Die B-Dur-Fantasie ist – im großformalen Umriss – wesentlich weniger komplex als die d-Moll-Fantasie und steht darin den Fantasien in C-Dur NV 25 und c-Moll NV 37 nahe. Sie besteht aus einem ausgedehnten Larghetto, dem unter Verwendung derselben motivischen Substanz ein Allegro non troppo folgt. Überhaupt scheint es Neukomms Bestreben in diesem Werk gewesen zu sein, der motivischen Substanz eines kurzen Themas, das erstmals gleich nach zweimaligem Erklingen einer Kadenz zur Befestigung der Grundtonart im Larghetto-Teil exponiert wird (in der Oboe), durch Änderungen in der Harmonik, der Instrumentation, des Tempos, der Phrasierung usw. sowie durch Fragmentierung und Abspaltungen so viele Facetten abzugewinnen, dass es den Zusammenhang eines Werkes von knapp viertelstündiger Dauer gewährleisten kann. 

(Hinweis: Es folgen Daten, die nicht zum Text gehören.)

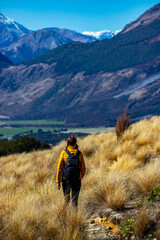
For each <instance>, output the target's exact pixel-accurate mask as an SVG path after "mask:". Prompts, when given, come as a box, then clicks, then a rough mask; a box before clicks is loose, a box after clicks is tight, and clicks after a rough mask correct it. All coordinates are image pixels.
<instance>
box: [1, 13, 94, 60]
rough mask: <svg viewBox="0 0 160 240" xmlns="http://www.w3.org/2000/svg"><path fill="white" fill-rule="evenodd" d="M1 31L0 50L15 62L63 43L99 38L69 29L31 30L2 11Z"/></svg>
mask: <svg viewBox="0 0 160 240" xmlns="http://www.w3.org/2000/svg"><path fill="white" fill-rule="evenodd" d="M0 33H1V34H0V51H1V52H2V53H3V54H4V55H6V56H7V57H8V58H10V59H11V60H12V61H13V62H14V63H17V62H20V61H24V60H27V59H32V58H35V57H37V56H40V55H42V54H43V53H45V52H47V51H49V50H51V49H53V48H56V47H58V46H61V45H63V44H67V43H72V42H83V43H87V42H88V43H89V42H93V41H96V40H97V39H96V38H94V37H92V36H85V35H83V34H80V33H78V32H75V31H72V30H68V29H59V28H46V29H41V30H37V31H30V30H28V29H26V28H25V27H23V26H22V25H20V24H18V23H16V22H14V21H13V20H11V19H9V18H8V17H6V16H4V15H3V14H2V13H0Z"/></svg>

Als komplementäre musikalische Geste gesellt sich das scharf punktierte Unisono vom Beginn sowie daraus abgeleitete punktierte Akkordbrechungen, deren zumeist in den Streichern erfolgende Wiederkehr die formalen Bezugspunkte des Werkes markiert. Der weitere Verlauf des Larghetto ergeht sich in durchführungsartigen Partien unter Verwendung des punktierten Einleitungsmotivs sowie Verarbeitungen des Hauptthemas . 

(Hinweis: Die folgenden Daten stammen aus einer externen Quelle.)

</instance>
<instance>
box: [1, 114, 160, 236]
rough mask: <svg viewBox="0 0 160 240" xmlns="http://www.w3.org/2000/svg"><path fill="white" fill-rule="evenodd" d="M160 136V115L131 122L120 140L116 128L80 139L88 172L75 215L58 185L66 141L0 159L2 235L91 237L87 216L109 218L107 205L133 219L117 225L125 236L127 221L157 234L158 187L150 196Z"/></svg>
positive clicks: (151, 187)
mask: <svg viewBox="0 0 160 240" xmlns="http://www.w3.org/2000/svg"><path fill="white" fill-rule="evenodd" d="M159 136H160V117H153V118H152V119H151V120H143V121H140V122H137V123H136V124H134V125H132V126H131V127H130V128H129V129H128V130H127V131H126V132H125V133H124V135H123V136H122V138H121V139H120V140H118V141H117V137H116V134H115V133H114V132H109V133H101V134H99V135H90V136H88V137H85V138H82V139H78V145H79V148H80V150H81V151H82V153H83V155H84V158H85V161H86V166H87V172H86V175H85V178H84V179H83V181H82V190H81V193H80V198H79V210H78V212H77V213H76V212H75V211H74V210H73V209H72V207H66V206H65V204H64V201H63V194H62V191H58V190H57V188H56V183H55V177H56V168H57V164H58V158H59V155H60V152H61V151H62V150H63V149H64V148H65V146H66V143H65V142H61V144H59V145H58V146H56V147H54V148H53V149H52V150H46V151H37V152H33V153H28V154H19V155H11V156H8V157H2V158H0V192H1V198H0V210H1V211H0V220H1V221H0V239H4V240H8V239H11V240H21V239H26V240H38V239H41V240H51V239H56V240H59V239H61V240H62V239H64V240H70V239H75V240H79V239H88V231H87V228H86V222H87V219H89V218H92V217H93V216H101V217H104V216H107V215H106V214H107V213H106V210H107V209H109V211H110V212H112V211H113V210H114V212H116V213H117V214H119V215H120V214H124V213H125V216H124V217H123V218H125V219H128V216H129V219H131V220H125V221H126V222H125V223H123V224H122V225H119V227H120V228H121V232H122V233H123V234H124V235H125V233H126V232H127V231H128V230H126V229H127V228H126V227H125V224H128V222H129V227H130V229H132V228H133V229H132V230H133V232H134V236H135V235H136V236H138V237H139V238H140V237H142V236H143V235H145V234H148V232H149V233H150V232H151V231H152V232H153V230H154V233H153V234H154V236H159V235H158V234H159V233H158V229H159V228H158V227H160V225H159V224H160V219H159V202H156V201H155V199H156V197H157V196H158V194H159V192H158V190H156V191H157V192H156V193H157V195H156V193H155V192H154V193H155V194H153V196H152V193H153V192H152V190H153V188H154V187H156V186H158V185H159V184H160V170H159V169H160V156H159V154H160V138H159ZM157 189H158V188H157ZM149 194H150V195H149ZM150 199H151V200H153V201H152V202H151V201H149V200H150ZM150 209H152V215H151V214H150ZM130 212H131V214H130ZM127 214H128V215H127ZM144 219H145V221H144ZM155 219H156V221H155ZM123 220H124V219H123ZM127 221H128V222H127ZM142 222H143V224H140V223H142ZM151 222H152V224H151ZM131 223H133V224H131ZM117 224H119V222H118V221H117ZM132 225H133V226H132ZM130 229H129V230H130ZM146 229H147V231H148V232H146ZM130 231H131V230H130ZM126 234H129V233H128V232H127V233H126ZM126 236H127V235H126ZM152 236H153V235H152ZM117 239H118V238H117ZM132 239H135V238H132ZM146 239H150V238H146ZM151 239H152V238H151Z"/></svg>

Der Allegro-Teil (B-Dur) beginnt mit dem aus dem kadenzierenden Anfangsmaterial abgeleiteten punktierten Dreiklangsmotiv, das aber bald im Wechsel mit Fragmenten des Hauptmotivs erklingt. Ein Seitensatzbereich in der Dominanttonart F-Dur beginnt ebenfalls mit dem Hauptmotiv; die Exposition (wenn man diesen Teil so nenn darf, denn das gesamte Material war ja schon im Larghetto-Teil exponiert worden) wird durch ein Orchester-Tutti unter Verwendung des punktierten Dreiklangmotivs abgeschlossen. 

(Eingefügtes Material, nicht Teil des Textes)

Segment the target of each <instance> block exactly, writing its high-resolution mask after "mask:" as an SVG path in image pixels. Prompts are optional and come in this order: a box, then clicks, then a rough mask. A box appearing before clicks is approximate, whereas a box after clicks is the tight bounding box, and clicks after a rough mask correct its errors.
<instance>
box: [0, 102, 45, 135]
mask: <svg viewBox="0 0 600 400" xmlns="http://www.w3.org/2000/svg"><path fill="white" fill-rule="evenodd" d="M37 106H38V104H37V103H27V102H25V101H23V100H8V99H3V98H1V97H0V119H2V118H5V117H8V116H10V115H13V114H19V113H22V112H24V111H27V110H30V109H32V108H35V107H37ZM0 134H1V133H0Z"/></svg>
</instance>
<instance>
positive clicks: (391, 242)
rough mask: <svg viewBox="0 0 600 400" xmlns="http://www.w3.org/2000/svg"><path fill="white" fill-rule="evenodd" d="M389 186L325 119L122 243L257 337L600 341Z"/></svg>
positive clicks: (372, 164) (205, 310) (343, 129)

Im nun folgenden „Durchführungs“-Teil kommen die lyrischen Qualitäten des Hauptthemas in zarten Holzbläser-Einsätzen in unterschiedlichen Tonarten voll zur Geltung, bis das Thema schließlich in Verkleinerung und in der entfernten Tonart E-Dur von den Streichern nach Art eines scherzando aufgenommen wird; der Themenkopf wird Modulationen unterzogen, das Thema erscheint in einer hymnischen Variante in A-Dur. Eine ausgedehnte Durchführung des punktierten Dreiklangsmotivs führt zu einer Liquidationsphase, in der sich der Satz beruhigt und danach – unter Verwendung der scharf punktierten Dreiklänge – Spannung für die wie beiläufig einsetzende Reprise des Hauptthemas erzeugt wird. Die Wiederaufnahme der punktierten Dreiklangsbrechungen in triumphaler Geste schließt das Werk ab.

Bert Hagels

[1] Vgl. Neukomm, „Verzeichnis meiner Arbeiten in chronologischer Ordnung, angefangen im Monath Jänner 1804, im 26. Jahr meines Alters“, Faksimile einer von Neukomms Bruder Anton Simon Thadée (1793–1873) verfassten Kopie des im Original verschollenen Verzeichnisses, in: Rudolph Angermüller, Sigismund Neukomm. Werkverzeichnis, Autobiographie, Beziehung zu seinen Zeitgenossen (= Musikwissenschaftliche Schriften Bd. 4), München–Salzburg 1977, S. 57-243, hier S. 61.

[2] Vom Verlag Breitkopf & Härtel angezeigt im Verzeichnis der Leipziger Michaelis-Messe 1811 und im Allgemeinen Anzeiger der Deutschen vom 15.12.1811.

[3] Vgl. AmZ 11 (1808/09), Sp. 207-208.

[4] „Leipzig“, in: AmZ 14 (1812), Sp. 242-247; hier Sp. 243.